Frieda’s apartment was clean but cluttered, small in the way that was not quite efficient. He listened as she snored softly in the other room. He was grateful for the kindness she had shown him. It was a type of miracle in itself, this gift the mortal kind called friendship. And he felt at once the unevenness in their friendship. And he wanted to do something, some kind gesture of reciprocated friendship to let Frieda know that she was now a part of what he understood it meant to be human.

Sebastian got out of bed.

**

Sebastian had watched the night gather up its shadows and now he watched the meagre, gray gruel of dawn seep back into the world. He had watched so many thousand days and nights from his high, holy perch of his former home that the act had become mundane, the humdrum traffic of orbs of dirt and gas spinning and spiraling like dancers in an impeccably choreographed waltz. And how incredibly earthbound he felt now, watching the sunrise from the confines of Freida’s efficiency apartment. The dull light spread across the dirty cityscape, illuminating buildings, their bones of brick, concrete and glass.

He was no longer the sort of creature that found the day. Now, the day found him.

When the sun had fully emerged and broke open the morning, Sebastian got out of bed. It still surprised him how sore and heavy his body felt. The wreck from yesterday was still punishing him. He stretched, wincing at the soreness of his tight, battered joints. It was a chore, getting out of bed but he had won this body at a hard price and he was determined to make it work for him rather than against him.

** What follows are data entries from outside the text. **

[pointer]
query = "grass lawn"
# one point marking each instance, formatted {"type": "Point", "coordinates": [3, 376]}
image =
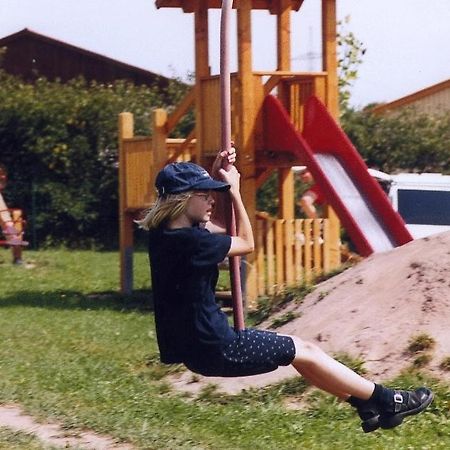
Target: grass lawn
{"type": "Point", "coordinates": [74, 350]}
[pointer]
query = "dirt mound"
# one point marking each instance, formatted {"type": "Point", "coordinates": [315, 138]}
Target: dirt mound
{"type": "Point", "coordinates": [371, 311]}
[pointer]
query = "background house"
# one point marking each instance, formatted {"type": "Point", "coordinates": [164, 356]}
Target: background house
{"type": "Point", "coordinates": [31, 55]}
{"type": "Point", "coordinates": [432, 100]}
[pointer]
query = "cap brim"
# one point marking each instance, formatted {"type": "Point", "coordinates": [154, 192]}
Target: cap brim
{"type": "Point", "coordinates": [211, 185]}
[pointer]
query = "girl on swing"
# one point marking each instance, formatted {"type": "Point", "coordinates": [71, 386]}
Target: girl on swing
{"type": "Point", "coordinates": [187, 240]}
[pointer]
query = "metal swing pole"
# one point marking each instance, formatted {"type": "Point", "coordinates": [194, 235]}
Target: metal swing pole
{"type": "Point", "coordinates": [225, 114]}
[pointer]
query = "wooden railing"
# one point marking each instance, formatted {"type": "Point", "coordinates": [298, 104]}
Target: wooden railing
{"type": "Point", "coordinates": [290, 252]}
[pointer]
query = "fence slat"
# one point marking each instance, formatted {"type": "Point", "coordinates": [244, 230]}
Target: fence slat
{"type": "Point", "coordinates": [299, 239]}
{"type": "Point", "coordinates": [317, 247]}
{"type": "Point", "coordinates": [260, 266]}
{"type": "Point", "coordinates": [279, 254]}
{"type": "Point", "coordinates": [290, 252]}
{"type": "Point", "coordinates": [307, 263]}
{"type": "Point", "coordinates": [270, 257]}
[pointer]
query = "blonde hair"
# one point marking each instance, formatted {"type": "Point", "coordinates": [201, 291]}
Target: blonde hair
{"type": "Point", "coordinates": [166, 208]}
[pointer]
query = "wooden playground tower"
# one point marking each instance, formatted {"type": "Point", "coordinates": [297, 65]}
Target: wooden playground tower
{"type": "Point", "coordinates": [280, 259]}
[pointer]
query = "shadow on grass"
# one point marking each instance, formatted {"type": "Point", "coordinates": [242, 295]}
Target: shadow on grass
{"type": "Point", "coordinates": [139, 300]}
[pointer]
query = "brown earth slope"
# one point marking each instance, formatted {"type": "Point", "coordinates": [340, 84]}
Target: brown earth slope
{"type": "Point", "coordinates": [371, 311]}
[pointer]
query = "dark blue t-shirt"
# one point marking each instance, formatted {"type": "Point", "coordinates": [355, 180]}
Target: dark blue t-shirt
{"type": "Point", "coordinates": [184, 271]}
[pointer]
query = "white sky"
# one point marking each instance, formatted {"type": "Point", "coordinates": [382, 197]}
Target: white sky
{"type": "Point", "coordinates": [407, 41]}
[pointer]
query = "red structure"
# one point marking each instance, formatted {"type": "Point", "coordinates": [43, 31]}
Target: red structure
{"type": "Point", "coordinates": [341, 173]}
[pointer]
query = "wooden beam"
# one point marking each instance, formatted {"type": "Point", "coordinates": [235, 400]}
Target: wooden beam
{"type": "Point", "coordinates": [284, 35]}
{"type": "Point", "coordinates": [201, 68]}
{"type": "Point", "coordinates": [126, 131]}
{"type": "Point", "coordinates": [329, 51]}
{"type": "Point", "coordinates": [188, 6]}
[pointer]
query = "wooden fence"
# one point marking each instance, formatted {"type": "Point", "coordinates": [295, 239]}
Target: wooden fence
{"type": "Point", "coordinates": [290, 252]}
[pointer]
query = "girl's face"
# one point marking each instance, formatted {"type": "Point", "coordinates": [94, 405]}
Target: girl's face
{"type": "Point", "coordinates": [200, 207]}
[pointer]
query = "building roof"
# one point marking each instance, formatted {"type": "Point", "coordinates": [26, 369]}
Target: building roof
{"type": "Point", "coordinates": [410, 99]}
{"type": "Point", "coordinates": [189, 5]}
{"type": "Point", "coordinates": [78, 54]}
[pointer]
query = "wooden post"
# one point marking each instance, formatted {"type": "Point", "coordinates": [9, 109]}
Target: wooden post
{"type": "Point", "coordinates": [329, 52]}
{"type": "Point", "coordinates": [126, 127]}
{"type": "Point", "coordinates": [329, 62]}
{"type": "Point", "coordinates": [245, 134]}
{"type": "Point", "coordinates": [201, 69]}
{"type": "Point", "coordinates": [286, 208]}
{"type": "Point", "coordinates": [159, 146]}
{"type": "Point", "coordinates": [286, 195]}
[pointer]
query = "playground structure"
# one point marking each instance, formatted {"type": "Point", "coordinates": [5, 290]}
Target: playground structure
{"type": "Point", "coordinates": [288, 250]}
{"type": "Point", "coordinates": [281, 258]}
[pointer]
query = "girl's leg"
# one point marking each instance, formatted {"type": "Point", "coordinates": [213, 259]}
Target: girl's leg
{"type": "Point", "coordinates": [328, 374]}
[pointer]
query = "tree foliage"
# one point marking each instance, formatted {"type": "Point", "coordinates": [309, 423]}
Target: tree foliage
{"type": "Point", "coordinates": [59, 144]}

Frieda was still sleeping. It was no matter. He did not want to wake her. He would make this last part of his voyage on his own. It was time.

Sebastian foraged around for a piece of paper. Wrote a note that was short, sweet yet said everything it needed to say: Thank you. We will bless your name.

He pulled on the jacket, opened the door and crept out as quietly as he could. Destiny could no longer be delayed.